In der Luftfahrt ging es schon immer nur in kleinen Schritten voran
Die Vorstellung, dass die Luftfahrt auf einmal mit ein paar genialen Ideen und revolutionären Konzepten ihr Umweltproblem löst, war von vorneherein Unsinn. Die Geschichte der Luftfahrt ist eine Geschichte der kleinen Schritte. Beispiel Schadstoffemissionen: Flugzeuge, die heute bei Boeing oder Airbus produziert werden, verbrauchen 15 bis 20 Prozent weniger Treibstoff als ihre Vorgänger. Angesichts der komplexen Technik ohnehin schon große Fortschritte.
Doch derzeit bestreiten die beiden Hersteller eine Art Schneckenrennen: Beide haben die nächste Generation der sehr wahrscheinlich noch konventionell angetriebenen Standardflugzeuge in die zweite Hälfte der 2030er-Jahre verschoben. Angeblich, weil auch hier nötige Technologien noch fehlen. Doch das sind zumindest in Teilen vorgeschobene Argumente: In Wahrheit ist Boeing zu sehr damit beschäftigt, die Probleme mit der aktuellen Produktpalette zu lösen, als dass der Konzern viel Geld in ein neues Flugzeug stecken könnte. Und Airbus befindet sich in einer so komfortablen Marktposition, dass rein wettbewerbsmäßig die Zeit nicht drängt.
Doch jede Verzögerung bei den neuen Flugzeugen macht das Problem größer. Denn weil die alternativen Antriebe erst nach 2050 zur Verfügung stehen, müsste die kommende und nun verschobene Flugzeuggeneration den Großteil der CO₂-Einsparungen bis dahin schultern.
Die Herausforderungen sind gewaltig. Um bis 2050 klimaneutral zu fliegen, muss alleine die europäische Luftverkehrsindustrie Kosten in Höhe von 2,4 Billionen Euro stemmen. Man mag die Zahl, die von einer Gruppe von Lobbyverbänden stammt, im Detail anzweifeln, aber fest steht, dass der Umbau enorm teuer wird. Nachhaltiges Flugbenzin soll den größten Anteil zum klimaneutralen Fliegen leisten, aber die Investitionen in Forschung und Produktion liegen nur bei einem Bruchteil des eigentlich nötigen Niveaus.

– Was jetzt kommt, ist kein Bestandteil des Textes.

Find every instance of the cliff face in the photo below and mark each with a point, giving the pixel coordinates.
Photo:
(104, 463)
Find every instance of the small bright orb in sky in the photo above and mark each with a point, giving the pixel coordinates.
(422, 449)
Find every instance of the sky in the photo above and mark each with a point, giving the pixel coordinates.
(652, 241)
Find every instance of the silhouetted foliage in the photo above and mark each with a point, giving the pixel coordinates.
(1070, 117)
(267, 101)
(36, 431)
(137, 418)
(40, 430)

Es gibt Modellrechnungen, die davon ausgehen, dass etwa 20 Prozent der nötigen CO₂-Einsparungen alleine dadurch zustande kommen werden, dass sich weniger Passagiere wegen stark gestiegener Ticketpreise das Fliegen werden leisten können. Die an stetiges, starkes Wachstum gewöhnte Industrie wird sich umstellen müssen. Aber geringere Gewinne werden die Transformation noch schwerer machen.